When Kelly got out of treatment, she immediately started smoking cigarettes again, but didn’t relapse as far as hardcore drug use was concerned. She decided if she made it through treatment and got herself clean, she should be free of ALL toxins and then wanted to quit smoking. Her sponsor at the time advised her to wait a year, explaining that the first year of sobriety is the hardest and she should take it one step at a time. After Kelly got through that first year, she enlisted the help of a doctor who implored her to get a gym membership, start working out, and told her to stick with it for a while and he would help her quit smoking. Kelly did just that. She got herself physically and mentally ready to take the next step and with the help of her doctor and Chantix, she is now clean, sober, and tobacco free.
“One thing at a time,” Desiree told me. “Yes, tobacco is addictive and I was addicted, but it wasn’t ruining my life like my drug use was. I wasn’t lying to my family over cigarettes, I wasn’t missing work because of cigarettes; it was the least of my problems.”
We’ve all been told as long as we can remember that smoking is bad for you and can ultimately result in an early death. There’s no disputing this. It’s a fact and it’s supported by decades of research and scientific evidence. The following are some statistics provided by the CDC and AAFP:
- Pharmacologically, nicotine is as addictive as heroin or cocaine
- Higher relapse rates in smokers
- Cigarette smoking causes more than 480,000 deaths each year in the United States
- Smoking causes stroke and coronary heart disease—the leading causes of death in the United States
- Studies indicate that more than 80 to 95 percent of the chemically dependent are regular smokers
- Years of alcohol dependence inflict a great deal of stress on the body, which means that recovering alcoholics are at greater risk for tobacco-related illness
Although these are only a few facts and hardly scratch the surface as far as the effects of tobacco use, many treatment centers still allow patients to continue to smoke.

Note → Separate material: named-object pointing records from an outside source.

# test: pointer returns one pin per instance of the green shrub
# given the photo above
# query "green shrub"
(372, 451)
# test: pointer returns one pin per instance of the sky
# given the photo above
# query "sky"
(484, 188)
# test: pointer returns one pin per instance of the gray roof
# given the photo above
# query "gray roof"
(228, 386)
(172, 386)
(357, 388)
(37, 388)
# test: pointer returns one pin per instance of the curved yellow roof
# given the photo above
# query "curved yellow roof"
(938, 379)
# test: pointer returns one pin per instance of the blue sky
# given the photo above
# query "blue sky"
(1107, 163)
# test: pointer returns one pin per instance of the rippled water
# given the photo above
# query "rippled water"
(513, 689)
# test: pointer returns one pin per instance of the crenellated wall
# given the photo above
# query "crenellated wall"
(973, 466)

Lakeview Health is one of those facilities. While they do allow patients to bring cigarettes into treatment and provide designated smoking areas on campus, they also offer tobacco cessation classes for those patients who wish to stop smoking and encourage those who smoke to join the class. It is a voluntary six-week program which two of their therapists have been trained to facilitate through the Area Health Education Center Program at Florida State University (AHEC/FSU). Not all patients can complete the full program due to time restraints of their length of stay in treatment; however some patients do quit smoking prior to completion of the program.

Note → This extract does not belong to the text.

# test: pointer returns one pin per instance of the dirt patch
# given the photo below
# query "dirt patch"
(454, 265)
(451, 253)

Patients who volunteer to attend these classes are offered nicotine gum, lozenges, and patches to help them quit smoking. Throughout the course, they will learn about the effects of tobacco on their health, the health of those around them, relapse prevention, managing addiction, and developing a plan without tobacco use. The class also implements the Transtheoretical Model of Change which conceptualizes the process of intentional behavior change. This allows patients to better understand the stages they will go through while they’re modifying their behavior.

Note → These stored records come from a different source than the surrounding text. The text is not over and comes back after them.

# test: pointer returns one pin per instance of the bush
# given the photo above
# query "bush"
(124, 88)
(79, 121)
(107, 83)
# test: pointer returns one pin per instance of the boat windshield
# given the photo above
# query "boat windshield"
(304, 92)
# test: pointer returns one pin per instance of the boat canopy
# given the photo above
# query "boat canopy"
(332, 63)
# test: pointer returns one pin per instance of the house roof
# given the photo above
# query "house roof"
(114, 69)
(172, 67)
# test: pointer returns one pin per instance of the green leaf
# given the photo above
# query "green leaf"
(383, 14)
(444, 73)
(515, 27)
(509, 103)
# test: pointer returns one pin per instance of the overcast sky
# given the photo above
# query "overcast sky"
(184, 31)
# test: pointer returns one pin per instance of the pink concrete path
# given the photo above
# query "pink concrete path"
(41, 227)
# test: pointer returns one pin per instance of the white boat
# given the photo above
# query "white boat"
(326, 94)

Some may think that it’s contradictory for an addiction treatment facility to allow patients to continue to engage in addictive behavior, however, it is important to conquer one thing at a time; similar to taking your recovery one day at a time. In a perfect world, conceivably, all addiction facilities would be tobacco free, but since we don’t live in a perfect world, the next best thing is to inspire people in treatment to be educated and learn the facts, until the transition can be made to a tobacco-free campus.
Lakeview Health ultimately wants patients returning to a functioning lifestyle free of drugs and alcohol, encouraging those who smoke to quit along the way. They believe becoming a tobacco-free facility is a process and they are working towards it one day at a time.